The number of nodes in the bottom layer of the corresponding decision tree is

The number of nodes in the bottom layer depends on the success of the lookup. If the element to be found happens to be in the middle, then it only takes one comparison to find it, and the bottom level only has one node. However, if the element is located at both ends of the table, $log_2n$comparison is needed to find the element successfully, and the lowest level will have $n/2$nodes. Thus, in a half search, the number of knots at the bottom level is not fixed, but values between 1 and $n/ $2.

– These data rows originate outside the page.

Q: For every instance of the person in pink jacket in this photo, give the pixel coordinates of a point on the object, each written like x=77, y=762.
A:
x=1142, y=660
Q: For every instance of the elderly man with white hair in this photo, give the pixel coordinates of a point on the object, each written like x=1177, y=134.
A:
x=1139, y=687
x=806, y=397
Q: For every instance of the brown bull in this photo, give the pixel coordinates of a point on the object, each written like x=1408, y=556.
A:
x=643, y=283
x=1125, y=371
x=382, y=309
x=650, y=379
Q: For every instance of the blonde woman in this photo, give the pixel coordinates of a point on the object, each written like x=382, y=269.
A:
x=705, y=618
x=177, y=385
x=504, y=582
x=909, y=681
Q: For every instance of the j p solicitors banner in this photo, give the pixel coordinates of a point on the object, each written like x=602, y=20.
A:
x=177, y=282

• Half-search, also known as binary search, is an algorithm used to find the target element in an ordered array. Each comparison halves the search interval to narrow the search until the target element is found or the search interval is empty.

• Half search for an ordered table of length n. Each comparison can halve the search interval, so at most log2(n) comparisons are required to narrow the search interval to one element. Therefore, the height of the decision tree is log2(n).

• The number of nodes in the bottom layer of the decision tree is equal to the number of elements in the last search interval, that is, 1. Therefore, when the ordered table of length n=50 is searched in half, the number of nodes in the bottom layer of the decision tree is 1.

32 is the total number of nodes in the last layer, but there are only 50 nodes in the decision tree. The number of nodes in the first 5 layers is 2^5-1=31 nodes, and then 50-31=19 Ah, I drew a graph with 19 nodes

For an ordered table of length n, the split half search algorithm will start the comparison in the middle of the table, then select the first or second half for the next comparison based on the comparison results, and so on until the target element is found or determined not to exist in the table.

Each comparison halves the search section, so you need to perform a maximum of log₂n comparisons to complete the search. In decision tree, therefore, the bottom layer of nodes is performed to compare the number of times that the log ₂ 50 material 5, so the bottom layer of nodes for 2 ⁵ = 32.